Oscar Mazzoleni: Une votation est gagnée ou perdue lorsqu’un des camps parvient à fédérer plusieurs avis autour d’un thème. Le 9 février 2014, l’UDC avait réussi à faire converger plusieurs arguments. C’est ce qu’ont réussi les adversaires aujourd’hui.

Quelle est votre analyse de ce rejet cinglant?

C’est l’un des textes de l’UDC qui a été le moins soutenu. Il lui a néanmoins permis, une fois encore, d’influencer l’agenda politique, ce qui est une des raisons principales pour lancer des initiatives. Par ailleurs, l’UDC a largement mobilisé sa base électorale, ce qui était un des objectifs en vue des élections fédérales.

Sa campagne très dispendieuse a paru tourner en débâcle à l’approche du vote. A-t-elle raté sa communication?

Tout le monde l’a oublié, mais le parti a été profondément déstabilisé par la condamnation pour discrimination raciale de son ancien secrétaire général Martin Baltisser en 2017, au terme d’une longue procédure. Le cas a fait école: l’UDC a conçu une campagne plus douce en espérant rallier des électeurs du centre droit.

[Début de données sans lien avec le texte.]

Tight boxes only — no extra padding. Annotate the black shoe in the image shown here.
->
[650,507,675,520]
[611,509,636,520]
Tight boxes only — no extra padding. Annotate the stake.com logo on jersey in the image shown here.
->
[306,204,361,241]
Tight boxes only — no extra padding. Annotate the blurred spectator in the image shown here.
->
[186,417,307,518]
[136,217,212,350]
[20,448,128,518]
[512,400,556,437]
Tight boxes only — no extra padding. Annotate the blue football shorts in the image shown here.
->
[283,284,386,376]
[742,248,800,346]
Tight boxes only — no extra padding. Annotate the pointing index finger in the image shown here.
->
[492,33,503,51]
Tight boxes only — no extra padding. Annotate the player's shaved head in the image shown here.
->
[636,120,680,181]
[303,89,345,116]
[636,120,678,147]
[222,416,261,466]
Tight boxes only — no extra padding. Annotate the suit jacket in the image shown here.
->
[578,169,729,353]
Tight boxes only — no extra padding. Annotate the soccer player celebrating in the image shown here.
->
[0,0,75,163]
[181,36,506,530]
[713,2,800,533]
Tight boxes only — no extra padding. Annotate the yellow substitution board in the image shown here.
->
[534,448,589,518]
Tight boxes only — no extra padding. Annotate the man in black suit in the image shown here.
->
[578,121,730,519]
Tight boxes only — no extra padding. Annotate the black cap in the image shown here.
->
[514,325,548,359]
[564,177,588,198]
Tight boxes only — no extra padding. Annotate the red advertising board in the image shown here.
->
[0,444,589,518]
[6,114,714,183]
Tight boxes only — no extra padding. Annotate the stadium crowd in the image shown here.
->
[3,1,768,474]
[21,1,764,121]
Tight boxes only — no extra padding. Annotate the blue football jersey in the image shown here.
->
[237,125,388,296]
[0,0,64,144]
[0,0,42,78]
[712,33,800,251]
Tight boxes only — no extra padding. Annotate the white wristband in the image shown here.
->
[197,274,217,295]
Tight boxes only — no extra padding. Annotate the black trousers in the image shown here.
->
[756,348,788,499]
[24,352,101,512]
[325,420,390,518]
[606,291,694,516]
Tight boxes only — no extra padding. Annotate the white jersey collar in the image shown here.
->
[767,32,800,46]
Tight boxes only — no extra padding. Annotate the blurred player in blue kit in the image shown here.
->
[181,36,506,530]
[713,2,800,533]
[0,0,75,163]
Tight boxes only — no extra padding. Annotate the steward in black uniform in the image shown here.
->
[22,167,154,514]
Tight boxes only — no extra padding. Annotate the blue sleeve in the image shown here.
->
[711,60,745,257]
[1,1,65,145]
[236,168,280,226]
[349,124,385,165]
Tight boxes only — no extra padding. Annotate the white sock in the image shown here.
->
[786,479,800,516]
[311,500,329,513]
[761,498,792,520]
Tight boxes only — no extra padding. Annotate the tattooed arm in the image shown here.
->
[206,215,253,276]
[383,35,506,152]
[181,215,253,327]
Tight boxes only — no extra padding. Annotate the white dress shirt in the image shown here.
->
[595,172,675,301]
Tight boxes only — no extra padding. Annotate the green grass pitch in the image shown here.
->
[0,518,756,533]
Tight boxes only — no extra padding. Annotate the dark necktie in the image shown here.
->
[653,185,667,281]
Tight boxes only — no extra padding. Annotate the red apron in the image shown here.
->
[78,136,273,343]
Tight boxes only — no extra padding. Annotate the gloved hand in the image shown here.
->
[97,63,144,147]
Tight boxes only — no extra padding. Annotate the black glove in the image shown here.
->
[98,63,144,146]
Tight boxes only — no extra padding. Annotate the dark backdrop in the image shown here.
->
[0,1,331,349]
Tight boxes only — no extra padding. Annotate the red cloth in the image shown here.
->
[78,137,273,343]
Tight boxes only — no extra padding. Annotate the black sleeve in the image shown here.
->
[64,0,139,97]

Cependant, ses adversaires l’ont prise à contre-pied et elle n’a pas su se rattraper, même lorsque la frange dure a tenté de relancer la campagne sur des slogans plus percutants.

La modération était donc une erreur stratégique?

Uniquement parce que les adversaires de l’UDC ont mené une campagne musclée, capable d’attirer la part de l’électorat la moins intéressée à la politique. Si les deux s’étaient montrés modérés, le résultat aurait sans doute été différent.

Avec cette initiative, l’UDC a-t-elle pu dicter sa volonté sur le Pacte migratoire de l’ONU?

Elle a sans doute influencé les adversaires de l’initiative en ce sens, y compris le gouvernement. Il y a deux lectures possibles: soit la décision de temporiser à propos du Pacte migratoire a désamorcé la polémique et a nui à l’initiative, soit l’UDC a une fois de plus obtenu une concession, grâce à sa stratégie éprouvée qui consiste à réclamer le bras dans l’espoir d’obtenir la main.

Vu l’ampleur du rejet, pensez-vous que cette stratégie de l’UDC s’essouffle?

Cela dépendra de la conjoncture politique et économique, notamment la façon dont l’UE va gérer le Brexit et l’accord-cadre. Une campagne contre la libre circulation aura moins d’impact si le climat économique est favorable, surtout dans la mesure où l’UDC a visiblement de la peine à redéfinir sa communication.

Le dialogue avec l’UE va-t-il reprendre sur de meilleures bases après ce désaveu sur l’autodétermination?

Je pense que les divisions que l’UE crée ne concernent pas que la souveraineté. Elles touchent aussi le marché du travail, thème cher aux syndicats et à la gauche. Les négociations pourraient conduire à des convergences «contre nature».

Peut-on tirer de ce résultat un pronostic pour les élections fédérales et l’initiative contre la libre circulation?

C’est prématuré, mais c’est vrai que c’est mal parti pour l’UDC. Tout va dépendre de sa mobilisation sur le thème de l’accord-cadre. Ici, le parti pourra continuer à jouer son rôle eurosceptique. Sur le thème de la libre circulation, il reprendra également une posture classique.